One SQLite file at ~/.claw-memory/memory.db. sqlite-vec stores 384-dim vectors inside it; metadata lives in a parallel table; FTS5 provides a keyword fallback.
Embeddings run locally via Xenova/multilingual-e5-small (multilingual, offline, e5 query:/passage: prefixing). The model loads once per MCP process.
Search is hybrid: cosine KNN (filtered by project + metadata) augmented with FTS5 keyword hits, de-duplicated and distance-sorted.
Daily structured logs are written to ~/.claw-memory/logs/.

Memory viewer

claw-memory ui --open        # http://localhost:4319

If you installed via the Claude Code plugin only (no global npm install), the claw-memory binary isn't on your PATH. Run the viewer through npx instead:

npx @nogataka/claw-memory ui --open       # http://localhost:4319
npx @nogataka/claw-memory ui --port 5000 --open

Read-only.

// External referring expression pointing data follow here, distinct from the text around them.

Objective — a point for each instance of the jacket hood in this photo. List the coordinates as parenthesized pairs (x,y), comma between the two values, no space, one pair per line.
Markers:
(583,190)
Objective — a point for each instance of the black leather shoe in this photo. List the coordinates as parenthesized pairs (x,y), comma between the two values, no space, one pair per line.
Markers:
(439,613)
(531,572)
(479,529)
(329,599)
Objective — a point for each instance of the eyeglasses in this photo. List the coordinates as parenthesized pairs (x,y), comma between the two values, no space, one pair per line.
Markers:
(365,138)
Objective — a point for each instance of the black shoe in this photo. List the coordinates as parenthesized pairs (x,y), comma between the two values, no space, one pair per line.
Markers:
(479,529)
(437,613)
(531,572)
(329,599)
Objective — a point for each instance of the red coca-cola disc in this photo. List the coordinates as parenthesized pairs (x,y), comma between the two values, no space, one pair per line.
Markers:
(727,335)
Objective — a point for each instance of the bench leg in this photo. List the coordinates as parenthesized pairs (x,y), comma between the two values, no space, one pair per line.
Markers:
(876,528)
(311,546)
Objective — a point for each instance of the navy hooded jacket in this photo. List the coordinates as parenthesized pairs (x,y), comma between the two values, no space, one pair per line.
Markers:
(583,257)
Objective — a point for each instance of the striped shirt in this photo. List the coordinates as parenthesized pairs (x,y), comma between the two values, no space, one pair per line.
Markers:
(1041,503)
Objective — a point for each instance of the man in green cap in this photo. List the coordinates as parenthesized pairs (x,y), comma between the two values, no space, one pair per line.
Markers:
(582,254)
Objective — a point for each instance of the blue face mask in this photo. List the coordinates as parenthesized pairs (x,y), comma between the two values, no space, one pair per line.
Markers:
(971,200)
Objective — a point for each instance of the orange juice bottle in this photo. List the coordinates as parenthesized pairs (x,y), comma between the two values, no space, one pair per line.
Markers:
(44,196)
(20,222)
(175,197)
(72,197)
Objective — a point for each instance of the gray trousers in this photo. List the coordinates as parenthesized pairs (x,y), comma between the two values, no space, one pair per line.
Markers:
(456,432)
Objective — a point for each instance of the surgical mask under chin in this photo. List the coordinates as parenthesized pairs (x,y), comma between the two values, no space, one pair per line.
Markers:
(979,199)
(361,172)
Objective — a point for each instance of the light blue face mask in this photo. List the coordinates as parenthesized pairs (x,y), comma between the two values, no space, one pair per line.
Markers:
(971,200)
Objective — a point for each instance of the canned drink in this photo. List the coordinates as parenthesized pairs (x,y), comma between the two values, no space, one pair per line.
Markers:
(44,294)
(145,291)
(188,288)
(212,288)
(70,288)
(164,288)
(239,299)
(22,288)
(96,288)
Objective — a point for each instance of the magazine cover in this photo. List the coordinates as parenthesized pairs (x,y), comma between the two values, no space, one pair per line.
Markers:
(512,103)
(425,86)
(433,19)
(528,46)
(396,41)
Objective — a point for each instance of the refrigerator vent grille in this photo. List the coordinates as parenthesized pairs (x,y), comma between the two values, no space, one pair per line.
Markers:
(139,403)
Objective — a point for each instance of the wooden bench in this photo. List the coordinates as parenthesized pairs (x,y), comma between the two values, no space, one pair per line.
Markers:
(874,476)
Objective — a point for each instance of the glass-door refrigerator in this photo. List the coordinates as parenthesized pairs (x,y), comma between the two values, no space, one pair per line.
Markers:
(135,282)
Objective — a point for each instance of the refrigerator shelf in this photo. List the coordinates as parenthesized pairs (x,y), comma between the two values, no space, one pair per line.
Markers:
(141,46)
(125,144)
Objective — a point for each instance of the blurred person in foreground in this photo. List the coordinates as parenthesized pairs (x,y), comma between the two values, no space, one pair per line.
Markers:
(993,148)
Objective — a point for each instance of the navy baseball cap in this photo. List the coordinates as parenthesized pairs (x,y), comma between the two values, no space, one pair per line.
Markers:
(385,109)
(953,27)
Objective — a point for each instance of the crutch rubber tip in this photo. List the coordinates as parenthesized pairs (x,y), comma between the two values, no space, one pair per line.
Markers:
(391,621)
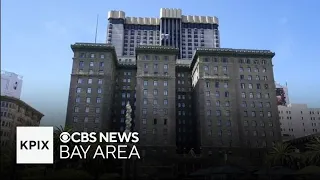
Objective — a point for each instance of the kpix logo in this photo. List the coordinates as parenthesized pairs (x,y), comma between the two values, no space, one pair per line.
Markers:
(34,145)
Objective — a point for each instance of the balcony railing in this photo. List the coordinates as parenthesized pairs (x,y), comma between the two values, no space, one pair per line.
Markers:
(155,75)
(216,77)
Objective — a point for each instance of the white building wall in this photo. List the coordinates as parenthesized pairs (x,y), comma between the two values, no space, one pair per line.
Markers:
(11,84)
(297,120)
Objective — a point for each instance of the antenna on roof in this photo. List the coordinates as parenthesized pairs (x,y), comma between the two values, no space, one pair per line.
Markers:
(95,38)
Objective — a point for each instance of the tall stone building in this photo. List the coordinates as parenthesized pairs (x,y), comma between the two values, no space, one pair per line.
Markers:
(172,28)
(222,98)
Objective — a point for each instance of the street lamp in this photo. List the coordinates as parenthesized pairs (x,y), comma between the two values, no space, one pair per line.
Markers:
(126,167)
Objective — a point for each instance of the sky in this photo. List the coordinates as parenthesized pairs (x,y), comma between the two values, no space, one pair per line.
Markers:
(36,36)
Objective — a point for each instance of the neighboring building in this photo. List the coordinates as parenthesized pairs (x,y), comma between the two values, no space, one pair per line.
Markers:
(15,112)
(11,84)
(297,120)
(282,94)
(301,142)
(171,29)
(222,98)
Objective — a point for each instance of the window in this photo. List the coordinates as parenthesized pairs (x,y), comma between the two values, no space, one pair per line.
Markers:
(144,111)
(218,113)
(216,84)
(267,95)
(88,100)
(208,112)
(261,114)
(165,92)
(258,86)
(225,68)
(155,102)
(155,92)
(81,64)
(165,102)
(244,104)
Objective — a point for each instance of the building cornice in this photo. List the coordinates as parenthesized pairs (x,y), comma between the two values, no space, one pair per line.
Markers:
(230,52)
(21,103)
(157,49)
(95,46)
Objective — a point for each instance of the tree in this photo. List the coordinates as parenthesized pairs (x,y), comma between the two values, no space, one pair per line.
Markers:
(282,154)
(313,151)
(58,143)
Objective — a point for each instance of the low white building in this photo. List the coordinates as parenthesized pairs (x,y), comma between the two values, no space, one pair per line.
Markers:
(11,84)
(297,120)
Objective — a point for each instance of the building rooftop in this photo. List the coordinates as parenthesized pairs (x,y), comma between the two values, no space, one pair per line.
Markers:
(164,13)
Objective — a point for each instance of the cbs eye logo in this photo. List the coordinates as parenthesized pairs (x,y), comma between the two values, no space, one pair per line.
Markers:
(65,137)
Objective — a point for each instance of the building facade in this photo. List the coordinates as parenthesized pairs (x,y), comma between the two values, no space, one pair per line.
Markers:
(11,84)
(297,120)
(15,112)
(222,98)
(171,29)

Browse projects, session summaries, conversation chunks (with type / concepts / files), and preferences; toggle 🔎 ログ検索 to full-text search raw Claude Code + Codex transcripts. Live-updates via SSE while open. Nothing runs in the background otherwise — start it only when you want to inspect.

Uninstall

claw-memory uninstall --codex          # remove config.toml block + hooks + skill + AGENTS note
claw-memory uninstall --claude-code    # remove mcp + hooks from settings.json
# Claude Code plugin: /plugin uninstall claw-memory
npm uninstall -g @nogataka/claw-memory

Your memory database is left untouched; delete ~/.claw-memory to wipe it.

Notes

Storage uses Node's built-in node:sqlite (Node >= 24 required), so Node upgrades can't break a native ABI. The sqlite-vec extension ships prebuilt and is version-independent.
Per-prompt injection was removed in v0.3.0 (context-bloat fix): hooks inject a compact block at SessionStart only; pull details on demand with memory_recall / memory_search or the memory-recall skill.
claw-memory cleanse finds (and with --apply tombstones) legacy chunks polluted by raw JSON payloads.
The MCP server is long-lived per agent session, so the embedding model loads once.
Viewer + MCP can run simultaneously — SQLite WAL handles concurrent read/write.
On install, dependencies resolve with legacy-peer-deps=true (a zod peer-range overlap between bundled SDKs); this is configured in .npmrc and is harmless.